1Die Kammer für Steuerberater- und Steuerbevollmächtigtensachen beim Landgericht kann ein Amtsgericht um die Vernehmung von Zeugen oder Sachverständigen ersuchen. 2Zeugen oder Sachverständige sind jedoch auf Antrag der Staatsanwaltschaft oder des Mitglieds der Steuerberaterkammer in der Hauptverhandlung zu vernehmen, es sei denn, dass sie voraussichtlich am Erscheinen in der Hauptverhandlung gehindert sind oder ihnen das Erscheinen wegen großer Entfernung nicht zugemutet werden kann.




§ 124 Verlesen von Protokollen



(1) Die Kammer für Steuerberater- und Steuerbevollmächtigtensachen beim Landgericht beschließt nach pflichtmäßigem Ermessen, ob die Aussagen von Zeugen oder Sachverständigen, die bereits in dem berufsgerichtlichen oder in einem anderen gesetzlich geordneten Verfahren vernommen worden sind, zu verlesen sind.

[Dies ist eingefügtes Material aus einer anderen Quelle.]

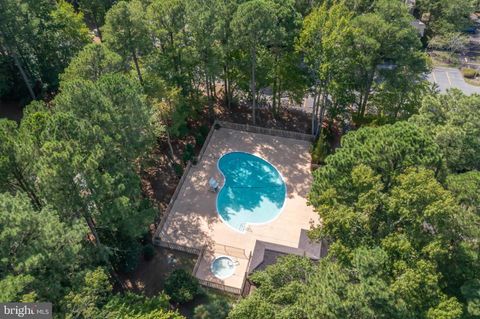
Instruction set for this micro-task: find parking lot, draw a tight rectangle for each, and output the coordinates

(2) 1Bevor der Gerichtsbeschluss ergeht, kann die Staatsanwaltschaft oder das Mitglied der Steuerberaterkammer beantragen, Zeugen oder Sachverständige in der Hauptverhandlung zu vernehmen. 2Einem solchen Antrag ist zu entsprechen, es sei denn, dass die Zeugen oder Sachverständigen voraussichtlich am Erscheinen in der Hauptverhandlung gehindert sind oder ihnen das Erscheinen wegen großer Entfernung nicht zugemutet werden kann. 3Wird dem Antrag stattgegeben, so darf das Protokoll über die frühere Vernehmung nicht verlesen werden.

(3) 1Sind Zeugen oder Sachverständige durch einen ersuchten Richter vernommen worden (§ 123), so kann der Verlesung des Protokolls nicht widersprochen werden. 2Die Staatsanwaltschaft oder das Mitglied der Steuerberaterkammer kann jedoch der Verlesung widersprechen, wenn ein Antrag gemäß § 123 Satz 2 abgelehnt worden ist und Gründe für die Ablehnung des Antrags jetzt nicht mehr bestehen.




§ 125 Entscheidung



(1) Die Hauptverhandlung schließt mit der auf die Beratung folgenden Verkündung des Urteils.

(2) Das Urteil lautet auf Freisprechung, Verurteilung oder Einstellung des Verfahrens.

(3) Das berufsgerichtliche Verfahren ist, abgesehen von dem Fall des § 260 Abs. 3 der Strafprozeßordnung, einzustellen

1.
wenn die Bestellung zum Steuerberater oder die Anerkennung als Berufsausübungsgesellschaft erloschen, zurückgenommen oder widerrufen ist;

2.
wenn nach § 92 von einer berufsgerichtlichen Ahndung abzusehen ist.